Search code examples
pythonscikit-learnscipylinear-algebrapca

Usage of explained_variance_ for sklearn.decomposition.PCA


I am working on some principal component analysis and I happened to run into a couple of different ways of getting eigenvectors and eigenvalues.

Specifically, I found that in scipy.sparse.linalg there's an eigs method, and in sklearn.decomposition.PCA(), I can also get the eigenvalues by accessing the explained_variance_ attribute.
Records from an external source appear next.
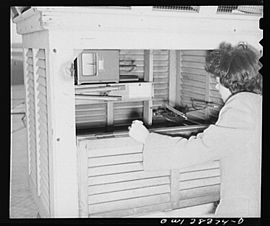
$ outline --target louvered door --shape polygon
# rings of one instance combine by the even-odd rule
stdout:
[[[47,110],[47,78],[45,49],[36,52],[36,87],[37,117],[39,142],[39,194],[41,201],[49,212],[49,152],[48,152],[48,110]]]
[[[179,207],[189,207],[220,199],[220,163],[213,161],[179,172]]]
[[[78,142],[82,216],[143,215],[220,199],[219,161],[144,171],[142,152],[142,145],[130,137]]]
[[[215,79],[204,69],[206,50],[180,51],[180,100],[188,116],[216,120],[223,105]]]
[[[162,106],[169,100],[169,50],[153,51],[153,106]]]
[[[28,164],[38,205],[50,212],[47,64],[45,49],[25,49]]]
[[[26,89],[26,120],[28,138],[28,172],[33,185],[37,186],[37,157],[36,157],[36,114],[33,50],[24,51],[24,74]]]
[[[89,217],[171,208],[170,171],[145,172],[142,146],[129,137],[85,141]],[[85,143],[84,143],[85,144]]]

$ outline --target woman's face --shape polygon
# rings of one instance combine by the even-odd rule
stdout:
[[[222,100],[225,102],[232,93],[228,88],[220,84],[219,77],[216,77],[216,81],[217,81],[216,89],[219,91]]]

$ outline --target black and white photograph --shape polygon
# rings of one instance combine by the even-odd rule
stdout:
[[[9,218],[260,218],[263,8],[10,7]]]

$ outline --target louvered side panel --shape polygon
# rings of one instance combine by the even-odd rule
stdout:
[[[144,51],[143,50],[120,50],[119,70],[122,75],[136,75],[140,79],[144,76]]]
[[[215,202],[219,200],[219,195],[219,161],[181,170],[179,175],[179,207]]]
[[[89,216],[126,216],[170,206],[170,172],[145,172],[142,146],[130,138],[88,145]]]
[[[24,87],[25,87],[25,114],[26,114],[26,129],[27,129],[27,163],[28,163],[28,175],[31,175],[31,140],[30,140],[30,122],[29,122],[29,111],[30,111],[30,101],[28,99],[29,97],[29,71],[27,70],[27,53],[29,49],[23,48],[23,73],[24,73]]]
[[[128,125],[135,119],[143,118],[143,102],[116,102],[114,103],[114,124]]]
[[[207,118],[207,109],[204,102],[194,100],[208,101],[207,76],[205,71],[205,55],[203,50],[182,50],[180,51],[181,66],[181,104],[187,106],[190,112],[189,117],[201,119]]]
[[[25,73],[26,73],[26,101],[27,101],[27,126],[29,139],[29,163],[30,163],[30,177],[32,183],[36,187],[36,115],[35,115],[35,88],[34,88],[34,69],[33,69],[33,50],[26,50],[25,57]],[[34,189],[35,190],[35,189]]]
[[[169,100],[169,51],[153,51],[153,106],[162,106]]]
[[[188,106],[188,116],[215,121],[223,103],[215,78],[204,69],[206,50],[183,50],[180,55],[181,104]]]
[[[76,105],[76,124],[80,127],[103,127],[106,125],[106,104]]]
[[[45,49],[36,53],[36,85],[38,107],[38,136],[40,162],[40,200],[49,213],[49,151],[48,151],[48,111]]]

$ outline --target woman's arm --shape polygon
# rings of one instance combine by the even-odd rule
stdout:
[[[189,139],[150,133],[144,145],[144,169],[177,169],[220,159],[243,148],[252,128],[249,109],[233,103],[221,110],[215,125]]]

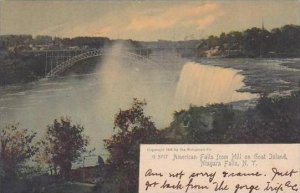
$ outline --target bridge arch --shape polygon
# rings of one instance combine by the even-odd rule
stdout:
[[[143,61],[147,62],[149,65],[158,65],[156,62],[150,60],[147,57],[144,57],[139,54],[135,54],[133,52],[129,52],[127,50],[122,50],[122,54],[115,54],[115,53],[110,53],[107,50],[104,49],[98,49],[98,50],[91,50],[88,52],[84,52],[82,54],[76,55],[60,64],[55,66],[53,69],[51,69],[50,72],[47,73],[46,78],[51,78],[55,76],[59,76],[69,68],[71,68],[73,65],[75,65],[77,62],[86,60],[88,58],[93,58],[97,56],[116,56],[116,57],[122,57],[122,58],[129,58],[129,59],[134,59],[136,61]]]

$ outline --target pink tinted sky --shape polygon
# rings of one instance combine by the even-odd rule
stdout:
[[[298,0],[5,1],[0,33],[182,40],[300,25]]]

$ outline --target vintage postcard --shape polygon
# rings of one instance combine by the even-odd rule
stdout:
[[[298,0],[0,0],[0,193],[300,192]]]
[[[299,148],[299,144],[143,144],[139,193],[299,192]]]

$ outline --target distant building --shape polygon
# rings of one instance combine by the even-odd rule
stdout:
[[[220,56],[221,52],[220,52],[219,46],[216,46],[214,48],[211,48],[211,49],[205,51],[205,54],[206,54],[206,57],[212,58],[212,57]]]
[[[97,183],[104,173],[104,160],[101,156],[88,156],[72,165],[71,179],[77,182]]]
[[[68,49],[69,50],[79,50],[80,47],[79,46],[69,46]]]

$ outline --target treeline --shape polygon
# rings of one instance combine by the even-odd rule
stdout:
[[[0,36],[0,86],[28,83],[45,77],[45,74],[49,72],[49,68],[47,71],[45,70],[45,53],[26,52],[32,51],[36,46],[44,45],[46,50],[89,50],[109,48],[116,42],[122,43],[124,47],[128,48],[142,47],[137,41],[110,40],[103,37],[58,38],[51,36],[2,35]]]
[[[110,46],[115,42],[121,42],[125,45],[133,47],[141,47],[139,41],[128,40],[111,40],[106,37],[74,37],[74,38],[61,38],[46,35],[1,35],[0,36],[0,51],[1,49],[7,50],[10,47],[20,47],[22,49],[29,49],[29,46],[48,45],[48,49],[68,48],[76,46],[79,48],[103,48]]]
[[[300,26],[285,25],[270,31],[251,28],[243,32],[232,31],[219,36],[209,36],[198,47],[201,56],[225,57],[299,57]]]
[[[176,143],[299,143],[300,92],[288,97],[261,96],[254,108],[228,104],[191,106],[176,112],[167,129]]]
[[[58,45],[58,46],[88,46],[91,48],[101,48],[110,44],[112,40],[105,37],[74,37],[60,38],[46,35],[1,35],[0,47],[9,48],[12,46],[29,45]]]
[[[94,192],[138,192],[140,144],[299,143],[299,105],[300,91],[262,96],[246,111],[229,104],[191,106],[175,112],[168,128],[158,129],[144,113],[146,102],[134,99],[131,108],[116,114],[115,133],[104,140],[109,157],[97,174]],[[61,118],[46,131],[35,143],[36,133],[17,124],[0,129],[1,192],[47,192],[53,183],[72,179],[72,163],[88,152],[84,127]],[[27,165],[28,160],[35,164]],[[20,181],[23,185],[16,185]]]
[[[168,128],[159,130],[144,115],[144,102],[120,111],[115,119],[117,133],[105,140],[110,156],[98,193],[138,192],[139,145],[159,143],[299,143],[300,92],[288,97],[262,96],[246,111],[229,104],[191,106],[174,113]]]
[[[51,36],[0,36],[0,86],[27,83],[45,76],[45,56],[24,54],[33,49],[99,49],[121,42],[125,47],[141,48],[133,40],[105,37],[59,38]],[[143,54],[143,53],[139,53]],[[270,31],[251,28],[243,32],[209,36],[198,46],[200,57],[300,57],[300,26],[286,25]]]
[[[103,37],[2,35],[0,36],[0,86],[28,83],[45,76],[45,54],[26,52],[32,51],[37,46],[43,45],[45,46],[43,49],[47,50],[69,49],[72,46],[98,49],[111,44],[111,40]]]
[[[28,83],[45,76],[45,58],[42,55],[0,55],[0,86]]]
[[[40,192],[47,185],[68,181],[72,163],[88,153],[84,127],[68,117],[49,124],[42,139],[36,135],[18,123],[0,129],[1,193]]]

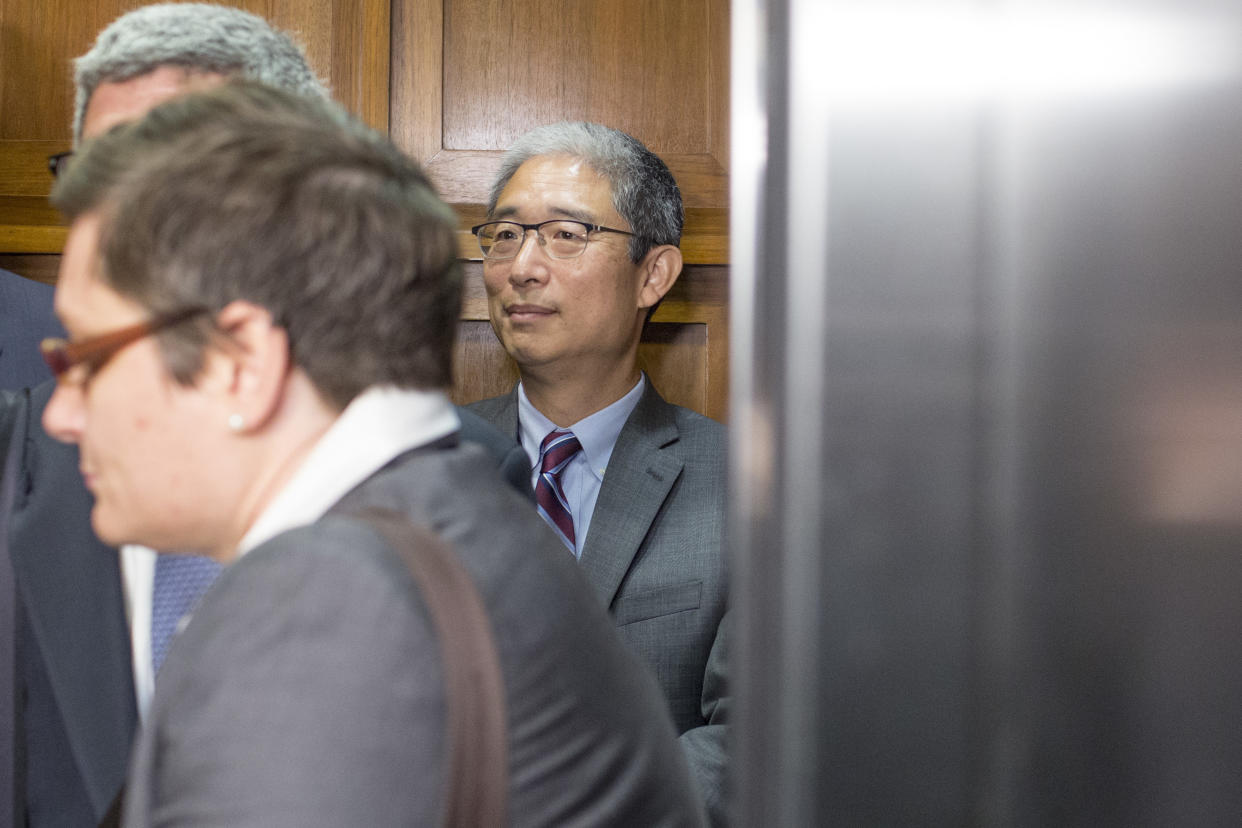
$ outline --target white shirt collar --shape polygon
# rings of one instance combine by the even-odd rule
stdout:
[[[249,552],[281,532],[314,523],[351,489],[404,451],[461,429],[440,391],[369,388],[350,402],[237,547]]]
[[[630,418],[642,398],[645,379],[646,374],[640,374],[638,382],[624,397],[594,414],[583,417],[567,429],[578,438],[582,445],[582,456],[597,480],[604,479],[604,470],[608,468],[608,461],[617,445],[617,438],[621,436],[621,429],[625,427],[625,421]],[[543,438],[556,428],[555,423],[535,408],[526,396],[526,389],[518,383],[518,432],[522,448],[526,449],[530,458],[532,471],[539,465],[539,446],[543,443]]]

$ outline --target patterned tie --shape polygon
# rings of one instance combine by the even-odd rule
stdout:
[[[151,590],[151,666],[156,673],[177,634],[177,625],[193,612],[220,570],[220,564],[198,555],[156,556]]]
[[[561,540],[574,552],[574,518],[565,502],[565,490],[561,488],[561,472],[582,445],[572,431],[552,431],[539,446],[539,480],[535,483],[535,502],[539,514],[548,522]]]

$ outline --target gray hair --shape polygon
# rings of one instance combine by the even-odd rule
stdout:
[[[90,51],[74,61],[74,145],[82,142],[86,107],[99,84],[127,81],[162,66],[328,95],[301,46],[261,17],[209,3],[143,6],[112,21]]]
[[[100,217],[97,278],[152,315],[265,308],[344,407],[377,385],[446,388],[461,308],[457,221],[422,169],[321,98],[234,80],[88,141],[52,189]],[[220,332],[158,334],[193,384]]]
[[[487,201],[489,216],[496,212],[500,193],[518,167],[544,155],[580,158],[608,180],[612,205],[635,234],[629,250],[634,262],[642,261],[653,247],[681,243],[685,212],[668,166],[637,138],[586,121],[547,124],[518,138],[501,159]]]

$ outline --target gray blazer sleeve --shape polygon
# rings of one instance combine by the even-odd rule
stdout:
[[[533,502],[535,493],[530,487],[530,458],[513,435],[506,435],[478,414],[461,406],[457,407],[457,417],[461,420],[461,439],[487,449],[505,482]]]
[[[437,822],[436,642],[381,543],[321,524],[226,570],[161,670],[126,825]]]
[[[699,790],[713,826],[729,824],[726,800],[728,775],[728,724],[732,714],[732,695],[726,683],[725,639],[729,615],[721,620],[712,643],[711,655],[703,673],[703,719],[678,738],[690,765],[690,775]]]
[[[654,671],[713,824],[726,821],[730,713],[726,432],[650,385],[613,449],[584,574]]]

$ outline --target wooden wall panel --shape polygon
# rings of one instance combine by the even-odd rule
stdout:
[[[686,269],[639,345],[639,364],[670,402],[725,422],[729,403],[729,269]]]
[[[306,47],[334,96],[367,123],[388,123],[387,0],[218,0],[270,20]],[[2,0],[0,141],[71,136],[71,60],[99,30],[146,0]]]
[[[695,411],[710,407],[709,334],[706,322],[652,320],[638,348],[638,363],[656,388],[667,394],[667,399]]]
[[[637,136],[686,202],[687,271],[640,359],[666,397],[725,419],[728,0],[225,0],[298,35],[350,110],[421,160],[460,215],[468,291],[455,399],[512,386],[467,228],[501,151],[585,118]],[[0,267],[53,281],[64,240],[45,158],[70,144],[69,61],[143,0],[0,0]],[[37,89],[37,94],[31,94]]]
[[[226,0],[228,2],[228,0]],[[293,32],[351,111],[388,127],[388,0],[232,0]],[[49,154],[72,141],[71,60],[144,0],[0,0],[0,253],[53,253],[64,243],[47,205]]]
[[[392,137],[467,212],[531,127],[623,129],[677,177],[687,261],[725,263],[728,19],[727,0],[394,0]]]
[[[512,387],[487,324],[479,253],[500,155],[558,120],[625,130],[659,154],[686,203],[687,272],[640,360],[667,398],[724,420],[728,398],[728,0],[393,0],[398,146],[426,165],[460,217],[467,266],[455,399]]]
[[[517,365],[496,341],[487,311],[467,311],[457,324],[453,353],[453,402],[465,404],[503,394],[517,384]]]
[[[643,136],[661,154],[707,153],[709,54],[696,46],[710,5],[444,3],[444,149],[503,150],[570,119]],[[680,117],[668,117],[673,102]]]

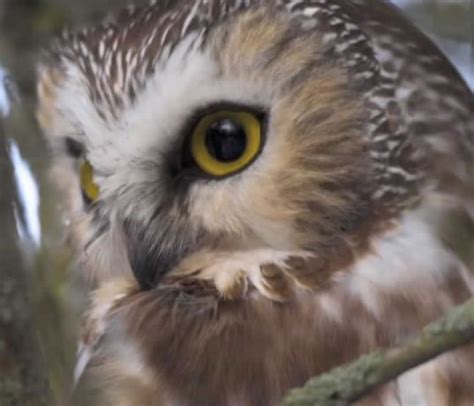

However, I've run it a couple of times and I am getting some mismatches in eigenvalues. I understand that it's possible for eigenvectors to be different because they may be scalar multiples, but I don't understand how eigenvalues could also differ.

Here's an example:

import numpy as np
import scipy.sparse.linalg as ll
from sklearn.decomposition import PCA

a = np.array([[0,0,0],[0,0,1],[0,1,0]])
w1, v1 = ll.eigs(a, k=3)
w2 = PCA(n_components=3).fit(a).explained_variance_
w1.real
array([ 1., -1.,  0.])

w2
array([0.5       , 0.16666667, 0.        ])

You'll see that w1 and w2 have different eigenvalues. I'm not sure if I'm misunderstanding some basic linear algebra concepts here, or if something's wrong with my code.


Solution

  • scikit-learn's PCA fit() method takes as input a dataset X of shape (n_samples, n_features) where n_samples is the number of samples and n_features is the number of features, and then decomposes the (n_features, n_features) covariance matrix of X, while scipy's eigs() takes directly the matrix to be decomposed as input.

    This means that in order to obtain similar eigenvalues you should fit scikit-learn's PCA to a dataset X with covariance matrix close to a, see the example below:

    import numpy as np
    import scipy.sparse.linalg as ll
    from sklearn.decomposition import PCA
    from sklearn.datasets import make_spd_matrix
    
    # number of dimensions
    n_dim = 3
    
    # covariance matrix
    a = make_spd_matrix(n_dim=n_dim, random_state=42)
    
    # dataset with given covariance matrix
    np.random.seed(42)
    X = np.random.multivariate_normal(mean=np.zeros(n_dim), cov=a, size=100000)
    
    # decompositions
    w0 = np.linalg.eig(a)[0]
    w1 = ll.eigs(a, k=n_dim, return_eigenvectors=False)
    w2 = PCA(n_components=n_dim).fit(X).explained_variance_
    
    # eigenvalues
    print([format(w, '.3f') for w in np.sort(w0.real)[::-1]])
    print([format(w, '.3f') for w in np.sort(w1.real)[::-1]])
    print([format(w, '.3f') for w in np.sort(w2.real)[::-1]])
    # ['3.616', '0.841', '0.242']
    # ['3.616', '0.841', '0.242']
    # ['3.616', '0.841', '0.242']